People used to believe that the corpses of murder victims could identify their killers – sort of a zombie testimony.
Courts all over Europe, up until the 19th century in some places, practiced a ritual called the bier-right. The bier-right was a type of trial by ordeal during which an accused killer was forced to touch the body of a murder victim. If the corpse bled, then the accused was found guilty. It was believed that a dead body could intentionally make its wounds weep because a corpse could still act a little while after death.
Historians think that the last time a bier-right was practiced in Scotland was during the investigation of the murder of Sir James Standsfield in 1688. In this case, James Standsfield’s bleeding corpse led to the conviction and execution of his son, Philip Standsfield. A pamphlet titled, “A True relation of a Barbarous Bloody Murther, Committed by Philip Standsfield upon the Person of Sir James Standsfield his Father…” explains the gory details.
The body of Sir James Standsfield was found floating in a river near Edinburgh in 1688. Many people considered James’ death suspicious so surgeons were summoned from Edinburgh to view his body.
“The Corps being taken up in Morum Church, two Chyrurgeons were appointed to view it, who making an Incision about the Neck, found in one part under the Ear much stagnated or clotted Blood, and that the Joynts had been distended, also by the blackness of the Face many symptoms of strangling appeared, finding at the same time no water in the Stomach or Bowels, with many other Observations, up which they concluded him to be murthered before he was thrown in the water…”
James Standsfield’s corpse supposedly identified his killer when his relatives had to move his body to the coffin after the autopsy.

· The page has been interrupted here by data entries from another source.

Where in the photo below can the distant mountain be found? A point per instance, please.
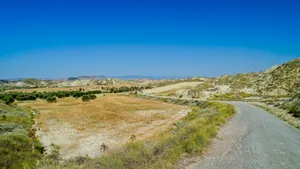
(282, 79)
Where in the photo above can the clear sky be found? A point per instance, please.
(60, 38)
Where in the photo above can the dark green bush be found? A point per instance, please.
(51, 99)
(92, 96)
(8, 99)
(86, 98)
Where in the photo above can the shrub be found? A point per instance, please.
(92, 96)
(51, 99)
(86, 98)
(8, 99)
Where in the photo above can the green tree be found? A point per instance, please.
(92, 96)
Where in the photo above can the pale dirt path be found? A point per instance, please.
(253, 139)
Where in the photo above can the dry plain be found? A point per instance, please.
(79, 128)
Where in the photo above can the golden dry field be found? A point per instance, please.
(73, 88)
(79, 128)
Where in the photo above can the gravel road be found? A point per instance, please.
(253, 139)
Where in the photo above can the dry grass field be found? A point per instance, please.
(73, 88)
(79, 128)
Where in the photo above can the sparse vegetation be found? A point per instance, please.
(51, 99)
(231, 96)
(17, 148)
(282, 114)
(191, 135)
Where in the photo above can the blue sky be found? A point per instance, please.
(160, 38)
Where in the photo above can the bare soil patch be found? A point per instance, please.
(79, 128)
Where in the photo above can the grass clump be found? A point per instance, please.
(89, 97)
(51, 99)
(18, 146)
(282, 114)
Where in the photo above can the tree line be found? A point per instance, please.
(10, 97)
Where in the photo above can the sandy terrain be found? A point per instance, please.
(54, 89)
(172, 87)
(80, 128)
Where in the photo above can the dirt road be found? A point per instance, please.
(252, 139)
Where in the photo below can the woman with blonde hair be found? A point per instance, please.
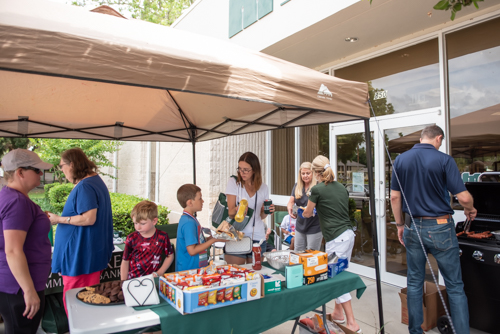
(331, 200)
(84, 235)
(307, 230)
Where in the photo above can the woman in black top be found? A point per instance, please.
(307, 230)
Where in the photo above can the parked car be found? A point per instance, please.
(360, 197)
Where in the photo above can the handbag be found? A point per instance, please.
(221, 212)
(244, 246)
(140, 291)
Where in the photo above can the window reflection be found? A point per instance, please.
(474, 91)
(401, 81)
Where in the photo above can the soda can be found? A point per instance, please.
(267, 206)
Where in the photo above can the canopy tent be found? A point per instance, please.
(69, 73)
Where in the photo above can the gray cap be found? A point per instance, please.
(23, 158)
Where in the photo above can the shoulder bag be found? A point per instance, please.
(220, 212)
(244, 246)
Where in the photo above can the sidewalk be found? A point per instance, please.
(366, 312)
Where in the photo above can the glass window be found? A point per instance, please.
(283, 161)
(474, 96)
(401, 81)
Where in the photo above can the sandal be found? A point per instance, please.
(339, 321)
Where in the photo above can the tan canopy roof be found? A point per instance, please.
(66, 72)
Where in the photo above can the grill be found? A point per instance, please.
(480, 258)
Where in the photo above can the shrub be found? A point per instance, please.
(123, 204)
(47, 188)
(58, 194)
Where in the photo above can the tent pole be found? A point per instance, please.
(194, 155)
(371, 188)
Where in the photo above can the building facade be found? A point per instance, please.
(421, 67)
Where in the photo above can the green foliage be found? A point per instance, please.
(9, 144)
(122, 206)
(58, 195)
(163, 12)
(43, 202)
(455, 5)
(50, 150)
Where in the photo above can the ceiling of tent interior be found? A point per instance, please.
(69, 73)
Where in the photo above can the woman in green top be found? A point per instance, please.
(331, 200)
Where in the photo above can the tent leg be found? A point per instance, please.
(371, 188)
(194, 162)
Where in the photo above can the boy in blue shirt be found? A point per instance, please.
(191, 244)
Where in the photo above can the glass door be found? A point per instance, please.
(391, 135)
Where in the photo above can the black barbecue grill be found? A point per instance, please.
(480, 258)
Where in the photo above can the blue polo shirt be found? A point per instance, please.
(427, 176)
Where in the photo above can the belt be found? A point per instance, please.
(440, 217)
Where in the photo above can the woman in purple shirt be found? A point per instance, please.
(24, 244)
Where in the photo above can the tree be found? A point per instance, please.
(50, 150)
(454, 5)
(9, 144)
(163, 12)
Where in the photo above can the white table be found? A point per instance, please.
(84, 318)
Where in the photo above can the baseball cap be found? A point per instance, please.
(23, 158)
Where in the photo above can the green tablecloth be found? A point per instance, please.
(258, 315)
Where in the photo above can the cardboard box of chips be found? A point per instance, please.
(193, 299)
(315, 265)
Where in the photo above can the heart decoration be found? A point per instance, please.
(145, 287)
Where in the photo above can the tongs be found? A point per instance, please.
(467, 225)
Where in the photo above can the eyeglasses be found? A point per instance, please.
(36, 170)
(243, 170)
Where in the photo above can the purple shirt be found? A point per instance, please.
(18, 212)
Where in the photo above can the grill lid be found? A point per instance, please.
(486, 198)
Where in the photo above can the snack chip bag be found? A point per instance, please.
(212, 297)
(237, 292)
(220, 295)
(229, 293)
(203, 299)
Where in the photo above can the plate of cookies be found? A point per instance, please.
(104, 294)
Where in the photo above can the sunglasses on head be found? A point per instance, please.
(36, 170)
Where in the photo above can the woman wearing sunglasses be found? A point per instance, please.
(248, 185)
(84, 235)
(24, 244)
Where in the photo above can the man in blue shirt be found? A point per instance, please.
(421, 181)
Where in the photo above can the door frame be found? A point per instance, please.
(377, 126)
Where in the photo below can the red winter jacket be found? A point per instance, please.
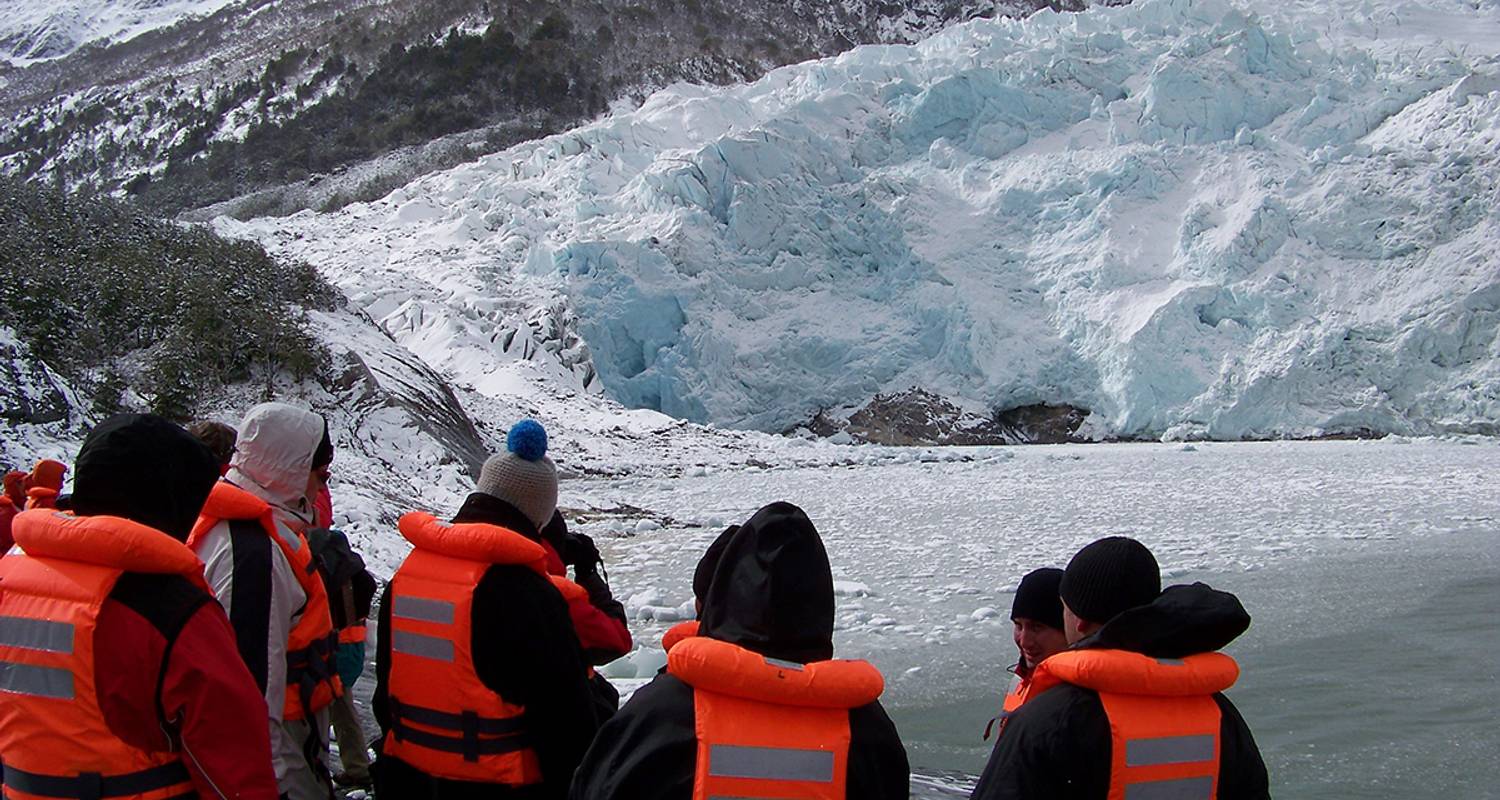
(168, 634)
(602, 635)
(8, 512)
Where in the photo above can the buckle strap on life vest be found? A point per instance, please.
(510, 731)
(312, 667)
(95, 785)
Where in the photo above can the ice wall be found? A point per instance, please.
(1194, 218)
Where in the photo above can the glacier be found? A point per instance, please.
(1193, 218)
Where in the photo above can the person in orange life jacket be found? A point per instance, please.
(351, 590)
(251, 538)
(530, 485)
(219, 439)
(8, 512)
(513, 664)
(702, 575)
(1134, 706)
(11, 503)
(1037, 619)
(600, 620)
(44, 484)
(753, 706)
(15, 488)
(120, 668)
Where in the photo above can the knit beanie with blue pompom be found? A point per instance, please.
(524, 476)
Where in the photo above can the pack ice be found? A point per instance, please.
(1190, 218)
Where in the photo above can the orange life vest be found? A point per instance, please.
(1014, 698)
(53, 733)
(770, 728)
(1163, 718)
(312, 676)
(677, 634)
(443, 719)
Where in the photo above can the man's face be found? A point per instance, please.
(1037, 640)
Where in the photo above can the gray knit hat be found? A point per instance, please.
(524, 476)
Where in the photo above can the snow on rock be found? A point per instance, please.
(41, 412)
(1197, 219)
(39, 30)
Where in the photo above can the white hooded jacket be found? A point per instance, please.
(272, 460)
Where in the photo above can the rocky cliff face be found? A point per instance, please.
(282, 101)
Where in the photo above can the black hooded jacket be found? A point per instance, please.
(525, 650)
(771, 593)
(1058, 745)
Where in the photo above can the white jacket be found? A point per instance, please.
(272, 460)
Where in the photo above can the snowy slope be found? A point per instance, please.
(1191, 218)
(39, 30)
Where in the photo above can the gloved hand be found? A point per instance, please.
(581, 551)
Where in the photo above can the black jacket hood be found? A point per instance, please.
(492, 511)
(1182, 620)
(147, 470)
(773, 590)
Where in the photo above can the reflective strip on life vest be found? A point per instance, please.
(1164, 748)
(1184, 788)
(1172, 749)
(770, 763)
(443, 719)
(41, 682)
(420, 644)
(36, 634)
(423, 610)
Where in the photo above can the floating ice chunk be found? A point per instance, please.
(647, 596)
(851, 589)
(647, 661)
(618, 668)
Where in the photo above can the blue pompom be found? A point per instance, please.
(528, 440)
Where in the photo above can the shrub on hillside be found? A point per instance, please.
(99, 291)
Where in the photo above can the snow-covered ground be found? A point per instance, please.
(35, 30)
(1370, 569)
(1190, 216)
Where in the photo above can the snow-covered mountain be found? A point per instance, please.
(1188, 218)
(312, 102)
(39, 30)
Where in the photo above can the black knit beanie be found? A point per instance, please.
(1037, 598)
(1109, 577)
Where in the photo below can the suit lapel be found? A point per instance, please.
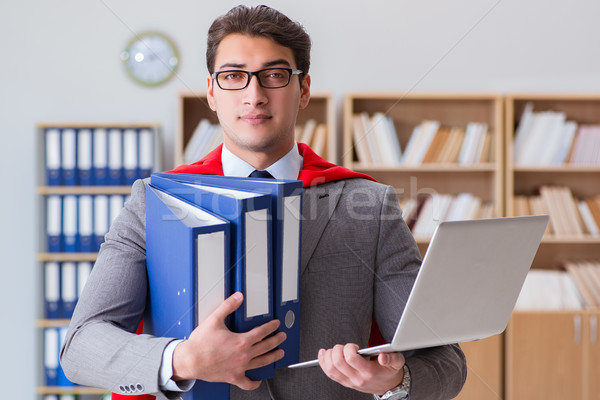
(318, 205)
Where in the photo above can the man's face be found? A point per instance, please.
(256, 119)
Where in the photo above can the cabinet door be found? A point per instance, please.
(592, 354)
(544, 356)
(484, 374)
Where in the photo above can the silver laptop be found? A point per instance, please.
(468, 284)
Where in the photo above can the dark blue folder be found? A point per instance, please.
(187, 259)
(251, 258)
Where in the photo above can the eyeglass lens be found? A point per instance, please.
(267, 78)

“And what further happened was exceeding remarkable, in which the finger of God, to discover more plainly the Murtherer visibly, appeared was, that a Speech being made, after the Wounds were sewed up, that some of Sir James’s nearest Relations should take him up off the place where he lay and lift him into his Coffin, the son, viz Philip Standsfield, attempting to raise the left side of his head and shoulders, whilst one Mr. Row raised the other side, the Blood sprung out upon Philip Standsfield’s Hand, at which wiping it upon his Coat and struck with terror and remorse, he cried out, Lord have mercy upon me, and so retired to a Pew, where the Chyrurgeon ordered him some Treacle-water to prevent his swooning away.”